Initial aerial scans of North Korean environs indicated that they resembled Air America: no radioactivity. Later tests found that indeed a fissile missile might have whistled by. But for now the 300 million citizens of our great nation can still sleep soundly in their beds. Whoa?! Did you just say 300 million?
Yep, our great nation has just reached this milestone. Three hundred million hardy souls make up our polity, and that is just counting citizens. Nor are we stopping there, we grow apace. The milestone is not our capstone. But it occurs to me that it is a touchstone. It tells us something very important about our state of affairs and also reflects positively on our affairs of state. If you ask me, this is a very good reason to cast our votes for Republicans in November.
Why so? Because it doubles the significance of the employment statistic. Let’s start from the Carter presidency, when we ran a consistent national unemployment rate about 8%. Now we have halved that to 4%. Month after month, with hardly a pendulum swing, we hear a number in that range. This is a major achievement in its own right, one that argues against electoral boat-rocking.
Now add the demographic growth and the good news is compounded wonderfully. We hit the 200 million mark sometime in 1969, so when Carter left office in early 1981, we were at about 230 million. Think about it: where a quarter-century ago we could only put 92% of 230 million people to work, we now have 96% of 300 million folks cashing paychecks. This is an absolutely stunning accomplishment.
In truth, the invisible numbers enhance this scenario further. You and I would never do such a thing, of course, but most homeowners in this country have a cleaning lady. That, for the uninitiated, is a person who comes to your home, takes $10 an hour in cash and leaves your floors freshly mopped. These are a few million more workers engaged in an intrinsically - other than the tax evasion—legitimate, productive occupation. (I would mention babysitters, au pairs and nannies, but I don’t want a swarm of IRS agents descending on our placid suburbia.)
The illicit maraschino cherry on top of this Monday-through-Friday sundae is the illegal worker. Whether an alien who has no right to be here or a green newcomer without a green card, this fellow is pulling his weight in the workplace. By all accounts, we have more work looking for immigrants than immigrants looking for work. In terms of security and long-term demographic considerations, we may not be too thrilled with the presence of these folks. In terms of employment and productivity, we have to acknowledge their contribution.
Bottom line, the employment situation is top of the line. The American economy is firing on all cylinders and not firing any people.

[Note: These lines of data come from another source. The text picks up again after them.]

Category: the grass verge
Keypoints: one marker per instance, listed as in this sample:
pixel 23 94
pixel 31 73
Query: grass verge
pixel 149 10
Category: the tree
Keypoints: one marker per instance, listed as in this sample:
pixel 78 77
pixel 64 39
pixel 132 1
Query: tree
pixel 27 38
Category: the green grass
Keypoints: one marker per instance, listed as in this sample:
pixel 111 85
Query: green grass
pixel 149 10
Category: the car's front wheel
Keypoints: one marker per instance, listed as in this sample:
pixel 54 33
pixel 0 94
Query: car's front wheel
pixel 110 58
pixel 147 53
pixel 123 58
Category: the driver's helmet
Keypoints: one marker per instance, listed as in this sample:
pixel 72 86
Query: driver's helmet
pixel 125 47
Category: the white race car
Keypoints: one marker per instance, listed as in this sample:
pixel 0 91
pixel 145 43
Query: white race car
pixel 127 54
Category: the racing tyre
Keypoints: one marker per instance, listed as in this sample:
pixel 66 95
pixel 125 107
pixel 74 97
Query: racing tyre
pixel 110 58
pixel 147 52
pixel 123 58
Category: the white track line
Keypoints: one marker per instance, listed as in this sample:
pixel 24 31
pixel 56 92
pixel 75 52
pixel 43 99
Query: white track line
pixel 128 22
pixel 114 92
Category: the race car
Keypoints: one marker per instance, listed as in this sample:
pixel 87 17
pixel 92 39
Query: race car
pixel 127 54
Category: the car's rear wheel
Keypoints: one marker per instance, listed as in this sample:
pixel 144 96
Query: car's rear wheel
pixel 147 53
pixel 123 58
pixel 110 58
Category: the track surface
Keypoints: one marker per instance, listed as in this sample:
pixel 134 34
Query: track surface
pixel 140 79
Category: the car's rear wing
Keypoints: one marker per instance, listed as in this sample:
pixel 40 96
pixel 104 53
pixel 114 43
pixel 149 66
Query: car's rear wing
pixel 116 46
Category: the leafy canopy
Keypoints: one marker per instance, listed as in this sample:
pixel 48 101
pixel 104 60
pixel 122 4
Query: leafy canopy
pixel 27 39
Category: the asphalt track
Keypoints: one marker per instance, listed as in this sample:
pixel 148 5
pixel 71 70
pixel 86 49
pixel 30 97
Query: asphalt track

It is fashionable in Republican circles to attribute all this success to the Bush tax cuts, but frankly I am agnostic on that score. The size of those cuts were modest, modifying and modulating at best, mostly symbolic. Still, the business climate engendered by the sum total of presidential and congressional policy is paradisiacal—other than the $2.50 gallon of gas.
In these situations, we look to the maxims, axioms, epigrams, proverbs, apothegms, truisms and homespun bits of wisdom. You know the ones I mean. The recommendation against peering at the dental work of bequeathed equines. The injunction to leave well enough in solitude. The admonition to avoid interfering with efficaciousness … er, "don't mess with success" does sound better. The exhortation against trading equines halfway across a pond. (Sorry about all the clichés, but you can’t educate a canine to new legerdemain.)
It’s the economy, stupid. Keep it simple, stupid. Unless you want to talk homeland security. Last time I looked the homeland has not been bombed since the eleventh of September in ought-one. Osama Bin-Laden is in a cave. Saddam Hussein is in a cell. His sons are in perdition. Khalil Sheikh Muhammad is singing like a canary. Al-Zarqawi is riddled with bullets. Hamza was flattened by a missile. Anyone else want a piece of us? Don’t get stuck on stupid.
The pocketbook voter should vote Republican. The security voter should vote Republican. The last thing a voter needs to do is the American equivalent of a renegade nuclear test in an otherwise strong economy—just to "send a message" to congressional Republicans. As they say on Air America: “You never know who might be listening.”